Many MSW holders may also work with clients who are dealing with mental illness. To do this kind of work, you do need to have a MSW focusing on either clinical social work or health care social work.

While many of the roles for a MSW holder are in the clinical arena, there also are many jobs available in the administrative arena for master’s holders.

The NASW has many social work specialty certifications that are reserved only for MSW or higher degree holders. Some of these specialties are:

  • Aging
  • Alcohol, Tobacco and Drugs
  • Children, Adolescents and Young Adults
  • Child Welfare
  • Health
  • Private Practice
  • School Social Work
  • Social and Economic Justice and Peace
  • Clinical

You can earn many of these specializations during your MSW program, and this is usually followed up by supervised experience in the field in that specialty.

Of course, when you earn your MSW degree, you can expect to earn more money. Generally, MSW holders who work in a hospital setting in clinical or health care social work can expect a salary in the $50,000 to $60,000 range.

Doctorate in Social Work

Earning a doctorate in social work does not give you a higher or better license in social work, but there are many valid reasons to consider this terminal degree. Experienced social worker may opt to get a doctoral degree so that they can conduct their own scholarly research, lead a social services organization, or to possibly earn a senior faculty position.

Earning a doctoral degree in the field is especially important for a career in academia and education. Virtually any full professor in social work must have a doctoral degree.

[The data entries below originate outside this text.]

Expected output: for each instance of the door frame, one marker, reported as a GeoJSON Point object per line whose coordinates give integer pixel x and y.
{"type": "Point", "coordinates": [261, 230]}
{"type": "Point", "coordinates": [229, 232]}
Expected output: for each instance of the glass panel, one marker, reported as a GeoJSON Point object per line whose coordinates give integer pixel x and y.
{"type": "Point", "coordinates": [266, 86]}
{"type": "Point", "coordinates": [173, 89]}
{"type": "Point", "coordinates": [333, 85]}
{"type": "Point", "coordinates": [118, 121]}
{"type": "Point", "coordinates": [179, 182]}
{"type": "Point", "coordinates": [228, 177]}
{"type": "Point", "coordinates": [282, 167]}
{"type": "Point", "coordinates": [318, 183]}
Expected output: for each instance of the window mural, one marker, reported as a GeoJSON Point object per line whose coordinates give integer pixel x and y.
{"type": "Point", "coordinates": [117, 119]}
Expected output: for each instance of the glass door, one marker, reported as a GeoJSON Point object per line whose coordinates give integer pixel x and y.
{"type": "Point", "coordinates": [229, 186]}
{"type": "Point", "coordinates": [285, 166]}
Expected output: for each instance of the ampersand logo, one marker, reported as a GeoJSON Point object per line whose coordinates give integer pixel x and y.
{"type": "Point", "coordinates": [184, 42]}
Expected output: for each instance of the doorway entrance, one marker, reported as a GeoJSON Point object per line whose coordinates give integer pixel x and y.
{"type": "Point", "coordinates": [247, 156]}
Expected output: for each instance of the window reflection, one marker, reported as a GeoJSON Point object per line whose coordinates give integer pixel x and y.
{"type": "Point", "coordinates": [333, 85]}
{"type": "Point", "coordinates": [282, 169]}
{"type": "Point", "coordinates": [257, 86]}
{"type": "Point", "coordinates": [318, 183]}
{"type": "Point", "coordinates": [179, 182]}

This degree also can be a major benefit if you want to have a senior administrative position in a major social services agency. Earning a doctoral degree in social work also is often needed to stay at the forefront of healthcare and clinical social work, which is always evolving and changing.

There are two doctoral degrees in social work to consider: the DSW and Ph.D. The vast majority of doctoral degree holders in social work end up working as postsecondary teachers, or professors.

Doctor of Social Work (DSW)

The DSW has for the most part been always considered as a doctorate for practicing as a social worker, rather than working as a scholarly researcher. While it is a fairly new degree, it still has been around for more than 50 years.

A DSW is generally designed to ready the student for advanced clinical practice and leadership on the advanced practice level. It is largely geared for the working professional, and generally may can be completed in three or four years.


There often is a substantial difference between the DSW and the regular Ph.D. in social work, but not always. Depending upon which university you are considering, the school may call the doctorate degree in social work a DSW or Ph.D. If you see a university that has both, the Ph.D. will nearly always be the degree that is designed for the researcher in social work.

As you are considering your social work doctoral degree, it is important to not just look at the initials of the degree. Even doctoral degrees that state that it is a ‘practice’ degree could have a good deal of research focus as well. Some doctoral programs tend to stress more of the administrative side of the field, while others will focus on the clinical aspects.

Many doctoral programs may require a regular doctoral dissertation but some others may have a different large project a the end of the program. Typical Ph.D. programs in social work focus on giving students the ability to:

  • Do independent social work research that is strong on evidence-based practice and has an impact on the problems studied.
  • Analyze and do translational research that will advance how evidenced based interventions are implemented.
  • Apply advanced social work analytical models and new theories of social work to solve complex social problems and human behaviors.


As noted earlier, the Council on Social Work Education or CSWE is the national association that accredits social work programs from the bachelor’s to doctoral level. It has been recognized by the Council for Higher Education Accreditation as the only accrediting agency for social work education in the US.